États-Unis : la bombe à retardement des prêts étudiants

Aux Etats-Unis, le taux des prêts étudiants doublera le 1er juillet prochain, une hausse considérable pour les sept millions de jeunes qui emprunteront cette année à l’État fédéral pour financer leurs études et une menace dans un pays où la dette estudiantine est de 1000 milliards de dollars.

 Les Obama n’ont remboursé leurs prêts…qu’en 2004 !

La  dette étudiante pèse désormais plus que la dette totale des cartes de crédit américaines. Après les emprunts immobiliers, c’est la deuxième source d’endettement aux Etats-Unis. Rares sont les Américains qui ne sont pas concernés. Le couple Obama n’avait remboursé leur prêt étudiant… qu’en 2004. Au total 37 millions d’Américains continuent à rembourser des emprunts étudiants.

Selon l’agence AFP, l’université en Amérique (hors master) dure en général quatre ans et la scolarité coûte de 2 000 à 40 000 dollars net par an environ selon les établissements, en incluant les bourses.

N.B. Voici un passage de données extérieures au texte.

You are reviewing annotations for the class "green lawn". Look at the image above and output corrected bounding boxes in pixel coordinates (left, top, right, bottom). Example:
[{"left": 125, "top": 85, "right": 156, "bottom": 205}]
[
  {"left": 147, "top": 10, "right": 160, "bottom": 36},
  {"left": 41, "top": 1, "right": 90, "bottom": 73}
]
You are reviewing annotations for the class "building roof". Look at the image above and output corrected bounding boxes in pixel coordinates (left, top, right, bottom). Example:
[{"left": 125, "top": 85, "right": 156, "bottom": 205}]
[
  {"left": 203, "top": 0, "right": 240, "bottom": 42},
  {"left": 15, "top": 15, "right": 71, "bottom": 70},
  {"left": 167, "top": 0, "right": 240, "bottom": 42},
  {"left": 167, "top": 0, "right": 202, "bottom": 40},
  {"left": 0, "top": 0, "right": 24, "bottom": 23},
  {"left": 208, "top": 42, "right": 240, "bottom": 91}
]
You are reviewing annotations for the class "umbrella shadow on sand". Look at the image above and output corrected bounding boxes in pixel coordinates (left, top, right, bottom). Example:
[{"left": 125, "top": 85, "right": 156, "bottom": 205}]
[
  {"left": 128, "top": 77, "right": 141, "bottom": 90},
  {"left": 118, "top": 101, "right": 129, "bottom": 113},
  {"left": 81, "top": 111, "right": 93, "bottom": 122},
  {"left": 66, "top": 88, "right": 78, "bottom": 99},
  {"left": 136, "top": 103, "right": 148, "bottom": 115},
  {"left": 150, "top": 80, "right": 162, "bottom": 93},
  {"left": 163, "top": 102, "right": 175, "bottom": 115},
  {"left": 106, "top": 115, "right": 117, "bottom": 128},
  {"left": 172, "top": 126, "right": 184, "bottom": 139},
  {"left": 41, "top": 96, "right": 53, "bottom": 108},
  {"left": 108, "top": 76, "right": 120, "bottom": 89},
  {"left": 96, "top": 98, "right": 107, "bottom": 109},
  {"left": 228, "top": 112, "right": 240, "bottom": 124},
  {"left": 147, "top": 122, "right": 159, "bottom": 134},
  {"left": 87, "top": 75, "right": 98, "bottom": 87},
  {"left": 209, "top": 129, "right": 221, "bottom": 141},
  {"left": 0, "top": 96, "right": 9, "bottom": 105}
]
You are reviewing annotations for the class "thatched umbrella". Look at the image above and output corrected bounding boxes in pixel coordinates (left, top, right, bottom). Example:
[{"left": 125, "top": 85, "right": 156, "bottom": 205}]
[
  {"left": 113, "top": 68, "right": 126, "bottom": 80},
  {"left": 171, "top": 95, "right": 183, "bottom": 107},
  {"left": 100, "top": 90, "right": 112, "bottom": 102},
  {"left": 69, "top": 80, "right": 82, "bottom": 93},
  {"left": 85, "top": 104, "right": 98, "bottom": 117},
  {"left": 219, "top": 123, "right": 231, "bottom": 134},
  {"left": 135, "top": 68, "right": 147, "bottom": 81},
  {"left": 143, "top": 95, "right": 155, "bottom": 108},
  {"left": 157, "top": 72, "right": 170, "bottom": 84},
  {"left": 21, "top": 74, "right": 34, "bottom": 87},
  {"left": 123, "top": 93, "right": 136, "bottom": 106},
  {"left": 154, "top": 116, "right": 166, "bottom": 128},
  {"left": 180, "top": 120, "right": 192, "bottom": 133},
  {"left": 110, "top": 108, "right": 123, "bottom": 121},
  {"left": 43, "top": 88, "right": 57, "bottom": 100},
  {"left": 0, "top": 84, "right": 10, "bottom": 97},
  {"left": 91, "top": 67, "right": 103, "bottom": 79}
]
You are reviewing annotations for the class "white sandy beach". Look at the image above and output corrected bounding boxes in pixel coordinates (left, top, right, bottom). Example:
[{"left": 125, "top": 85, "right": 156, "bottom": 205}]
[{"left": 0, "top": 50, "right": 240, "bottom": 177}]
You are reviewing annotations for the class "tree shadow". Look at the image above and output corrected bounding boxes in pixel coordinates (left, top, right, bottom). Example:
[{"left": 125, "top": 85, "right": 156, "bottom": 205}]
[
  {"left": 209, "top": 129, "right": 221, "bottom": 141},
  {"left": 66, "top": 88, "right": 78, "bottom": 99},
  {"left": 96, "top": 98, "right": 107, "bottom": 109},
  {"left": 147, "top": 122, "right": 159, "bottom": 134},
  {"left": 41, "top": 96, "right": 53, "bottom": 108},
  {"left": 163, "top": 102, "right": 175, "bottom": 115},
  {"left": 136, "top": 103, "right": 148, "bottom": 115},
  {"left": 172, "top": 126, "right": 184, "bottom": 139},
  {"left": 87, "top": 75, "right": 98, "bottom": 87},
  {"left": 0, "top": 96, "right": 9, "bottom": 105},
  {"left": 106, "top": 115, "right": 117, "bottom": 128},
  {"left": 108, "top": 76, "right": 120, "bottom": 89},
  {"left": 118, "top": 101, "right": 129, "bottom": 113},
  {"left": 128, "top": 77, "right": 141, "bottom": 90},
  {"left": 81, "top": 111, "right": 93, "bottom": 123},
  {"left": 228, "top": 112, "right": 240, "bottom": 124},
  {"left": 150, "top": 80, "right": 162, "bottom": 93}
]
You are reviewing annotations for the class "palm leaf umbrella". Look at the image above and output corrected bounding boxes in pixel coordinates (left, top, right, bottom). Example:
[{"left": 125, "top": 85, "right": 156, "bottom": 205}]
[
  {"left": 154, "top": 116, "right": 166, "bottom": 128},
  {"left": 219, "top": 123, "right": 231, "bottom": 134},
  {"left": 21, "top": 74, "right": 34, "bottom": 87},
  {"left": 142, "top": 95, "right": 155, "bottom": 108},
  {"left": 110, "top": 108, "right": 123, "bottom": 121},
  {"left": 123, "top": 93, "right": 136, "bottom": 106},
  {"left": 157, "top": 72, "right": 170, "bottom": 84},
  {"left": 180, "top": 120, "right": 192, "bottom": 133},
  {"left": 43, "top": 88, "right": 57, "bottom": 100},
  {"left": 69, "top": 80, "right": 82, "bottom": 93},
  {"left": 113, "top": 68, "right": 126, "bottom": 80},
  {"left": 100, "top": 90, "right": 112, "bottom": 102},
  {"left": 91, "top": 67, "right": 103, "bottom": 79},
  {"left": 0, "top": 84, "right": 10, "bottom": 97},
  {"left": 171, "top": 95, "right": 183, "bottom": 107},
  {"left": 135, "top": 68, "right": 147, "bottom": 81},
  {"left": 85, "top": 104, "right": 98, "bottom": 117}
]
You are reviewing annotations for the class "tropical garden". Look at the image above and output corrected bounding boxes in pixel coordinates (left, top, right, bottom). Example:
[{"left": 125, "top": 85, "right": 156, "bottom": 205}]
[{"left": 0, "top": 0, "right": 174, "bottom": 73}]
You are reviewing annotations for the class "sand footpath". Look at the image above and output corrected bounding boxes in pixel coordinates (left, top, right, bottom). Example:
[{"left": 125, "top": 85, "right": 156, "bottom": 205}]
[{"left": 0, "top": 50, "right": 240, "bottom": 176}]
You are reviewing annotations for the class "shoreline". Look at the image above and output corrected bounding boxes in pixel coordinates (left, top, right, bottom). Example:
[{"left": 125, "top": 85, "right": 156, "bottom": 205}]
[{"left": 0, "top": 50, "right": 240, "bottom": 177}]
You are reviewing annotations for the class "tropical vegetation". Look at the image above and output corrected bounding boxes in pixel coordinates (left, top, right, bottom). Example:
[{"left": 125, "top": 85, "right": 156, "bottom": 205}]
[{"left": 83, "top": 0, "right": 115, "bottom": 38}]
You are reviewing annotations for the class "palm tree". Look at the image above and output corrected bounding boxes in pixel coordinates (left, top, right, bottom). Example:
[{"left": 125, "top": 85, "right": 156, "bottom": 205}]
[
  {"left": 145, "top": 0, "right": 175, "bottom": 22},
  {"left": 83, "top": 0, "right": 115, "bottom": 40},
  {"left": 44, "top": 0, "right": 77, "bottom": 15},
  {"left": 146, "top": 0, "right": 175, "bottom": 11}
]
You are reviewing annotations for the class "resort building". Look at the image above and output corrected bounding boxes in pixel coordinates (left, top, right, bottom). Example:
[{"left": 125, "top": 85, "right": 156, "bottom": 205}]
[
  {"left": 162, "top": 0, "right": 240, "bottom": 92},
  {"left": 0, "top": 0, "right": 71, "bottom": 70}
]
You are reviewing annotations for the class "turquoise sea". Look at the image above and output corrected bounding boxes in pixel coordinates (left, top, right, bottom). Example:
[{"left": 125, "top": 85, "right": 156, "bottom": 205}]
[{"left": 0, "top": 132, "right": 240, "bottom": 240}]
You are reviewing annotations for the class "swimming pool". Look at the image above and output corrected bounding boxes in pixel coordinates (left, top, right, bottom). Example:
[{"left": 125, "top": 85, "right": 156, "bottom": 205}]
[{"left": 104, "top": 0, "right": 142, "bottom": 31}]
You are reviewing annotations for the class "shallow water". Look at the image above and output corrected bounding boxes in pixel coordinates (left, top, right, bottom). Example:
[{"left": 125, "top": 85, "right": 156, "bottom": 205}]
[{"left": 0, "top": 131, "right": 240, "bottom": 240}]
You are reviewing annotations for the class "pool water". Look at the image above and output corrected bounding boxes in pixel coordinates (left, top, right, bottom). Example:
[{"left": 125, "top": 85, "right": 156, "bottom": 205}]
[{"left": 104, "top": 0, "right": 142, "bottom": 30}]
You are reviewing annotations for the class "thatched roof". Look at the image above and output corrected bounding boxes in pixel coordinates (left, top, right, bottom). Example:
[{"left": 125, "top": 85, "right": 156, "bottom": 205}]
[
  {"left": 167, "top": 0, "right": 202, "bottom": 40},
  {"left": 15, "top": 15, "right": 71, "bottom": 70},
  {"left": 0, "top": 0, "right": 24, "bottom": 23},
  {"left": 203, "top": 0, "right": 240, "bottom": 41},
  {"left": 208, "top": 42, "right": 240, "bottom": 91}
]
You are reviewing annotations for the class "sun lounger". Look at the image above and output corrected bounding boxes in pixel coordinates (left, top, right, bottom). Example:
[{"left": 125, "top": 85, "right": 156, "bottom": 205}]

 Deux étudiants sur trois finissent leurs études endettés,  en moyenne, de 26 600 dollars pour les diplômés de 2011. Ces emprunts ne sont plus accordés par les banques, dans leur grande majorité, mais directement par l’État fédéral, à un taux défini par la loi : 3,4 % depuis 2011 pour les étudiants indépendants, sous conditions de ressources (6,8 % pour les autres et les parents). Mais ce taux va expirer : il grimpera à 6,8 % pour tous les prêts accordés après le 1er juillet.

 « Ce n’est pas juste »

Les républicains et le président Obama veulent chacun que le taux des futurs emprunts dépende des cours du marché, aujourd’hui exceptionnellement bas, mais la formule préférée par les républicains conduirait à un taux plus élevé (5 % en 2014) que dans la version de la Maison-Blanche (environ 3,4 % en 2014).

 Autre différence majeure : chez Barack Obama, le taux du prêt, une fois accordé, resterait fixe jusqu’au dernier remboursement, 10 ou 20 ans plus tard. Les républicains, eux, préfèrent qu’il soit recalculé chaque année, ce qui permettrait aux jeunes actifs de profiter d’une éventuelle baisse des taux, mais les exposerait aussi à une hausse de leurs traites en cas d’envolée des taux. “Ce n’est pas intelligent“, a critiqué Barack Obama dans un discours à la Maison-Blanche. “Cela élimine les garde-fous pour les familles à bas revenus. Ce n’est pas juste.”